Bridport Literary Festival Director Tanya Bruce-Lockhart said this year’s event, from November 7-13, was more successful than ever.

“We wanted to make up for the disappointment of 2020 when we could only host one day of ‘live’ events due to Covid constraints,” she said.

This year, the annual festival hosted a broad range of events, opening with Jonathan Sumption in conversation with Howard Davies about his sometimes controversial views in the book, Law in a Time of Crisis.

The former Supreme Court Judge wrestled with past, present and potential crises faced by what many consider to be an increasingly divided country.

From the role of the Supreme Court to the uses of referenda to the rise of nationalisms within the UK, Sumption exposed the subtleties, uses and abuses of legal and judicial interventions.

The festival ended with the inspirational James Rebanks talking about his hopes for future farming. The writer and farmer won the Wainwright Prize for his book, English Pastoral: An Inheritance, and was pleased to see a fair number of farmers among the audience.

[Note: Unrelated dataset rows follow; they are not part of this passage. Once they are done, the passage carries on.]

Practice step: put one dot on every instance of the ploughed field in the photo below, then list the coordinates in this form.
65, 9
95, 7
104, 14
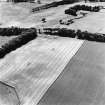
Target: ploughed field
32, 69
52, 70
82, 82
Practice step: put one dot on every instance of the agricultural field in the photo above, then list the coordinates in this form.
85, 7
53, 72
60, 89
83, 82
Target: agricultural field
40, 69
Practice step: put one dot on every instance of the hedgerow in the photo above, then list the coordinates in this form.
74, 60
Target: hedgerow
85, 35
73, 10
17, 42
11, 31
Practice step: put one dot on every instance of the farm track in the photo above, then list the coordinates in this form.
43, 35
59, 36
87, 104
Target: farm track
33, 68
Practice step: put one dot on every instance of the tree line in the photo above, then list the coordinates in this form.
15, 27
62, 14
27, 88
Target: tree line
73, 10
85, 35
18, 41
12, 31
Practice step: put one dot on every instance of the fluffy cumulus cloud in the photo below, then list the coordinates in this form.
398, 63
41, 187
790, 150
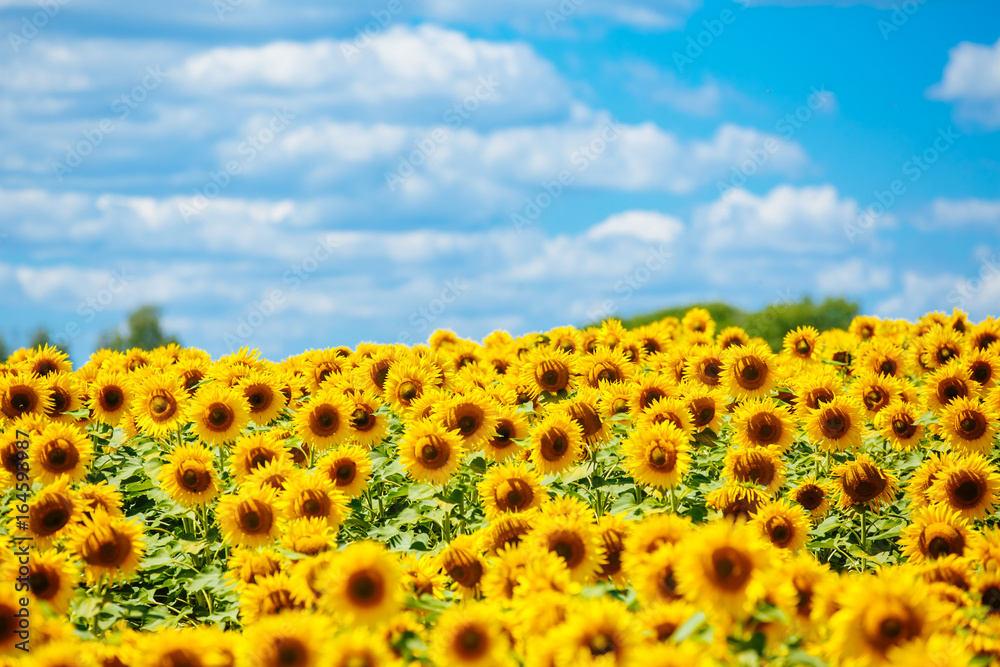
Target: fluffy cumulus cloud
788, 219
971, 81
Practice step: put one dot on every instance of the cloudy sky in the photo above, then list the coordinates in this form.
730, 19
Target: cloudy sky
320, 174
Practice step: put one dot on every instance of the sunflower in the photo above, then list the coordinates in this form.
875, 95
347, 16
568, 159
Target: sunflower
720, 568
472, 416
107, 546
947, 384
605, 365
881, 357
511, 426
366, 425
363, 585
52, 579
583, 409
882, 612
919, 485
815, 387
572, 537
24, 395
308, 536
836, 425
757, 466
782, 524
323, 421
968, 426
348, 468
47, 360
469, 634
60, 450
667, 410
268, 595
246, 565
943, 345
969, 486
983, 367
430, 452
814, 497
556, 442
707, 407
511, 487
748, 371
189, 476
360, 646
291, 639
255, 450
864, 485
657, 455
422, 575
250, 517
654, 577
762, 422
101, 497
598, 631
51, 514
313, 496
736, 503
262, 392
407, 380
549, 370
933, 532
65, 394
110, 395
897, 423
160, 404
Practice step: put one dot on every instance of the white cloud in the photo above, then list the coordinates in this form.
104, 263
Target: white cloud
648, 226
855, 276
951, 213
971, 80
789, 219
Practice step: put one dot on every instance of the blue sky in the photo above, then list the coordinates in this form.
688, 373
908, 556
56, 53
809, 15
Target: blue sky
318, 174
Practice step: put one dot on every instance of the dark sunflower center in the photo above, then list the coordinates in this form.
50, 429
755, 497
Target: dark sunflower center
600, 644
467, 424
159, 405
112, 398
408, 391
968, 492
40, 584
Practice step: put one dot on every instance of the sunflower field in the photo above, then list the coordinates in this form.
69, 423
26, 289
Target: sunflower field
663, 496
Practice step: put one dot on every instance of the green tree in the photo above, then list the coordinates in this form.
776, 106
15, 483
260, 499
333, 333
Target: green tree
144, 332
772, 322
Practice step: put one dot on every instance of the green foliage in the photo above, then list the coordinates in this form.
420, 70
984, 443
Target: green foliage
144, 332
771, 323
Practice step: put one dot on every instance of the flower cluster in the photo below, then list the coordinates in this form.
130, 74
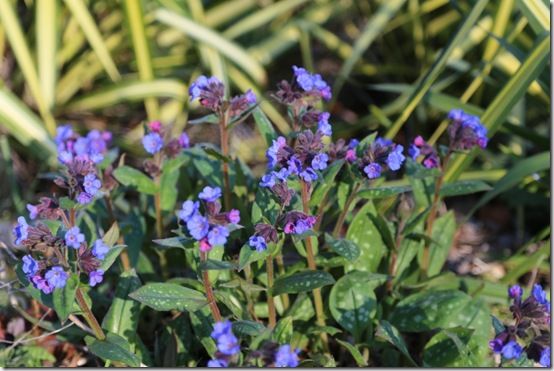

Rebanks’ family have farmed in the Lake District for more than 600 years. He keeps Herdwick sheep and now has a herd of Belted Galloways.

He was involved in the bid for the Lake District to receive World Heritage status which was approved in 2017. His bestselling autobiography, The Shepherd’s Life, won endless plaudits when it was published in 2015.

Other talks included former MP Peter Hain recalling growing up in South Africa, Marina Wheeler’s mother’s life growing up and through India’s Partition and Tim Marshall identifying why politics are linked to geography.

Mrs Bruce-Lockhart said: “It was great to see almost full houses in all of our venues and the town felt a buzz of energy. This is Bridport’s Literary Festival and we are delighted that so many visitors as well as locals come to sample our wonderful town and all it has to offer.”

She added: “It was great to have our independent local bookshop, the Book Shop, Bridport, managing book sales for the author signings, which went so well.”

The festival was spawned originally from the international Bridport Prize, which was founded in 1973 to encourage and reward writers of short stories and poetry.

It takes place annually and has become a firm fixture in the West Dorset calendar for November.